ファレノプシスという植物を聞いたことがありますか?
実は、コチョウランのこと。今回はファレノプシスについてのお話です。
ファレノプシスの特徴
ファレノプシスは別名をコチョウランともいい、ラン科バンダ亜科コチョウラン属に分類される植物です。
フィリピンから台湾にかけての東南アジアに分布し、約50種類ほどあります。
昼夜の気温差が大きく、高温多湿な森林内で風通しの良い場所に自生します。
種としてのコチョウランは東南アジアに分布する大きな平たい葉を持つ着生ランです。
多年生の着生植物で、単軸性のランで茎はごく短く直立し、上には4枚程度の葉を密生し、下方からは多数の太くてよく伸びる根を張ります。
葉は二列性で折り重なって生じ、楕円形から長楕円形で表面は緑色です。
ファレノプシスの花
花茎は茎の側面から伸びて斜めに上がり、先端部分は垂れ下がります。
長さは50~80㎝で時には分岐し、先端に十数個の花をつけます。
花は白色で径は7㎝程になり、側花弁が幅広く、花全体が丸く見えます。
唇弁は黄色を帯びて赤味のある斑紋が出ます。唇弁の先端は左右に突き出して巻きひげ状になります。
ファレノプシスの原種
一般的に園芸店で販売されているものは品種改良された交配種です。
花の色はもちろん、花姿や大きさなど様々なタイプのものがありますが、原種はそれらの品種は一味違った野性味あふれる魅力があります。
代表的な原種には次のようなものがあります。
アマビリスはオーストラリア北部が原産で花茎がアーチ上に伸びて10輪から多い時では20輪の花を一斉に咲かせます。
花の色は白色で、花の一つの大きさはそれほど大きくはなく、可愛らしい雰囲気がある品種です。
アフロディーテは白花の代表的な品種です。フィリピンや台湾が原産で、白花グループの交配親として有名です。
ビオラケアはスマトラ、ボルネオが原産で1本の花茎から一度に咲く花は1~2輪ずつですが、夏から秋の間に次々と花を咲かせます。
また、状態が良ければ数本の花茎をだすこともあり、花は花びらの分厚い星形をしています。
花の縁辺は黄緑色で、中心部分が赤紫色という独特な花が魅力の品種です。
シレリアナはフィリピンゲン原産で淡い桃色の花を咲かせます。
ピンク、赤色グループの重要な交配親です。
ギガンテアはスマトラ原産の品種で、ファレノプシスの中で最大級の種と言われています。
葉の一枚の長さは最大で1mにも達し、大きく舌のように垂れ下がる自生の少ない希少種です。
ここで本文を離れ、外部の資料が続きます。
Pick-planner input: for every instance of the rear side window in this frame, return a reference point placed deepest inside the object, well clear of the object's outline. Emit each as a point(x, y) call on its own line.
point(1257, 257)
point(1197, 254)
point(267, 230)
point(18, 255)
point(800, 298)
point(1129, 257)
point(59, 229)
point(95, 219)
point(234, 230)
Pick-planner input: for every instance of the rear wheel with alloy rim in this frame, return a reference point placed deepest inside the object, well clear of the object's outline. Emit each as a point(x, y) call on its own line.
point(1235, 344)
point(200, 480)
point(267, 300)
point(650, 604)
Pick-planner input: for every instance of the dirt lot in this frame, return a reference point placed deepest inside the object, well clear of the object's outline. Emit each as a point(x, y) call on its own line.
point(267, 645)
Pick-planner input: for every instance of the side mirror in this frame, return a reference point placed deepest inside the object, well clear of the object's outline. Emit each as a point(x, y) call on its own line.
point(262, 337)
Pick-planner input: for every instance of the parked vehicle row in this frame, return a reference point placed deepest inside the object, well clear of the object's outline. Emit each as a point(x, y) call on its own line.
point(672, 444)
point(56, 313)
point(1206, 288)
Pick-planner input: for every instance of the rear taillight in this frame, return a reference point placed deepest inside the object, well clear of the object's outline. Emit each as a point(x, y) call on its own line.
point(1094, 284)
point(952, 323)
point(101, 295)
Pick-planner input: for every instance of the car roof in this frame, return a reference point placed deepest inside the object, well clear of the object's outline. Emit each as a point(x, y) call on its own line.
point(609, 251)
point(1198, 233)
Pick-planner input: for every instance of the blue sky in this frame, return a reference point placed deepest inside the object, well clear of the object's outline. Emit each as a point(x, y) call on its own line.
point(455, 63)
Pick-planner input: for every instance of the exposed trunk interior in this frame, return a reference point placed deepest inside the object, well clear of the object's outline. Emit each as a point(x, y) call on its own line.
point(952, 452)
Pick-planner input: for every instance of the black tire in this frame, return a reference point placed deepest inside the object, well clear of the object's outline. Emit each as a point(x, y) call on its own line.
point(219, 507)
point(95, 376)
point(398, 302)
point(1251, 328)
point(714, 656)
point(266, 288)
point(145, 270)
エックエストリスはフィリピンの原産で白や淡い紅ピンクの小さな花をたくさん咲かせます。
小輪た花性の交配種の親として活躍しています。
ファレノプシスの育て方
ファレノプシスは直射日光の当たらない明るい場所で管理します。
直射日光は苦手ですが高温には強い為、35℃位の室温には耐ええます。
風通しが良く、特に春から秋の生育期は風通しのよい日陰に吊るして育てるのがベストです。
多くの品種は冬に芽をつけ春に開花します。
5~9月の生育期には植え込み材料の表面が乾いているようならたっぷりと水を与えますが、水の与えすぎには注意しましょう。
冬期には植え込み材料が乾くのも生育期に比べると時間がかかるので、水やりの回数に気をつけます。
肥料は液体肥料を与えますが、時期は細かな根が生えてきた頃。1週間に1回程度を9月いっぱいまで与えます。
花が咲くと花の重みで花茎がだらしなく舌に向くことがあるので、支柱をして花のバランスを保ちます。
花茎の先端は折れやすいので扱いには注意が必要です。
花が終わって枯れてきたら、花茎を切り落とします。
この時に花茎を根元から切り落とさずに、先端から3分の1程度の所で切り落とすと花茎の節から再び新しい花茎が伸びて、2番目の花が咲きます。
3月頃にこの作業を行うと2番花は7月頃に咲きます。
ナメクジやカイガラムシ、軟腐病などには注意が必要です。
高温多湿を避けるようにし、風通しを良くしましょう。